What is meant by “thug?” The etymology of “thug” is not salient in the United States nor does it derive from the United States. The term derives from the Indian subcontinent when colonialism existed; that is, when the British empire occupied the territory. It is an Hindi word that describes “a cheat or swindler.” According to a piece in NewsWeek titled A Brief History of the Word ‘Thug’ the word was appropriated by the British, the occupying force, from the local residents. It was used to degrade and racialize the indigenous population. As Kim Wagner, a senior lecturer at Queen Mary University of London, explains in the article
It allowed [the empirialists] to criminalize any kind of indigenous activity as being something that was inherently irrational and politically illegitimate, not different from the way it’s used today. You’re effectively describing them as having no legitimate grievances and just being hoodlums.
Of course, the United States has its own colonial history and prejudice is a large part of that colonialism. It involved the genocide of the indigenous people and the participation in the Atlantic Slave Trade and the subsequent oppressions of other groups as well; for example, the prejudice against those Americans who call their ancestry the middle east or Persia, and the racialization of Islam. So from this perspective, it is easy to see how “thug” can be racialized in conversation without intent. One does not need to be prejudice, or racist in the American way, to use the term in a way that is detrimental or unproductive, because the use of the term unwillingly or willingly perpetuates certain stereotypes of certain Americans from particular groups.
To recall, prejudice is the state of irrational thought and the inexperience of interaction with another person or group. In this case, have those in the media experienced the daily life and circumstances of those Americans in Baltimore and Ferguson? Do they understand the historical context of the cities and of American history in general? Do those that use the term “thug” understand the economic, political, and social situations of those groups that are disenfranchised? Those disenfranchised groups are the very same that are being referred to as “thugs.” It is their parents and grandparents who experienced redlining practices; it is their grandparents and great grandparents that experienced lynchings, Jim Crow, and exclusive laws such as black laws; it is their ancestors who experienced American slavery as chattel; and it is their ancestors who experienced the Atlantic Slave Trade in all of its dark glory; the capitalistic industry that ripped generations of Africans from their homeland, 12 to 15 million Africans over the course of 200 years to be exact.

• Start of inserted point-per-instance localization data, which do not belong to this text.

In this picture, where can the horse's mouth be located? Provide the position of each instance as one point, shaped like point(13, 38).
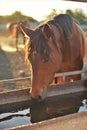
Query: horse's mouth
point(41, 96)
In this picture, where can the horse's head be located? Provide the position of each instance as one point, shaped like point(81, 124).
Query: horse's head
point(43, 56)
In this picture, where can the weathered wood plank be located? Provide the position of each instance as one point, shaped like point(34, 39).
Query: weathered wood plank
point(70, 122)
point(54, 90)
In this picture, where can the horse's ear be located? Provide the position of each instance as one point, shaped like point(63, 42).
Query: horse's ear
point(25, 30)
point(46, 31)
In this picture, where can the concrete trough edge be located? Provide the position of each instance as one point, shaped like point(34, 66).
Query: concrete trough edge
point(54, 90)
point(77, 121)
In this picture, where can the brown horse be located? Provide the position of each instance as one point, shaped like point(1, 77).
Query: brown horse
point(56, 46)
point(15, 30)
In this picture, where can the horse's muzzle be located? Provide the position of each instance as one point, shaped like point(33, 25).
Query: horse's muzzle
point(41, 96)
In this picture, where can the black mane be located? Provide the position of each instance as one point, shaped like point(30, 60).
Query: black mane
point(39, 44)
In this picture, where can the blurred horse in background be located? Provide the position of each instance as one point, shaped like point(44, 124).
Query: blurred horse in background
point(15, 31)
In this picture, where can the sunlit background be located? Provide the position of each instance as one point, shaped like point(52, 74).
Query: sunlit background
point(39, 9)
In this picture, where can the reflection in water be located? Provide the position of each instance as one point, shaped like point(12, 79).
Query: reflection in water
point(39, 111)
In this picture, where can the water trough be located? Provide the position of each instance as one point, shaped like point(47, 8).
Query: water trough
point(62, 105)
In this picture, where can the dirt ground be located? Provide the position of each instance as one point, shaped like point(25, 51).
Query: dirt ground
point(12, 64)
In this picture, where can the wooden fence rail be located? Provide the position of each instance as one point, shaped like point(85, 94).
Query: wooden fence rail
point(56, 75)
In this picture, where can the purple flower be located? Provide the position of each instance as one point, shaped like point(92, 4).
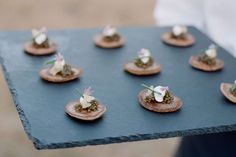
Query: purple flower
point(88, 91)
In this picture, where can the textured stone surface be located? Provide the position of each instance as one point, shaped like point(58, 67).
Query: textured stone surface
point(41, 104)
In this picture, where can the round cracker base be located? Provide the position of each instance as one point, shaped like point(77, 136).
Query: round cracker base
point(225, 90)
point(30, 49)
point(98, 40)
point(168, 39)
point(159, 107)
point(133, 69)
point(70, 110)
point(204, 67)
point(44, 74)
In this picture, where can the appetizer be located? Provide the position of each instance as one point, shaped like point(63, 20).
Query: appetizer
point(229, 91)
point(87, 108)
point(60, 71)
point(179, 37)
point(144, 64)
point(208, 60)
point(40, 44)
point(159, 99)
point(109, 38)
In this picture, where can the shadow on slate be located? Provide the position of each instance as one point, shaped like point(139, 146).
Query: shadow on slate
point(41, 105)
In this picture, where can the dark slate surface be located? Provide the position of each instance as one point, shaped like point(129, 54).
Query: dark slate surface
point(41, 104)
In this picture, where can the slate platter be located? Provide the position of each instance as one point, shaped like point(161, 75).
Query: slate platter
point(41, 104)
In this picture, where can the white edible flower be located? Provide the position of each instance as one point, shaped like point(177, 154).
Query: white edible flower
point(109, 31)
point(58, 65)
point(86, 100)
point(144, 55)
point(40, 39)
point(159, 93)
point(39, 36)
point(179, 30)
point(149, 92)
point(211, 51)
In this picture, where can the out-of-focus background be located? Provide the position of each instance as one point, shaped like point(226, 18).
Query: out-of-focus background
point(65, 14)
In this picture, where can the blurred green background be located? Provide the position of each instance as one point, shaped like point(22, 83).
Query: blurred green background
point(65, 14)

Therefore, would Harriet Tubman and Dr. Martin Luther King Jr. really use the term “thug” to refer to the young men and women of Baltimore and Ferguson? Is there a person who would attempt to argue such a point? If emotional intelligence involves perspective taking in the form of self awareness, self management, social awareness, and relationship management, how would it be possible for a person to apply the term “thug” to a group of Americans who’s history encapsulates the intersectionalities and experiences of physical and psychological depressions of more than 400 years? Would that person contain a high level of emotional intelligence?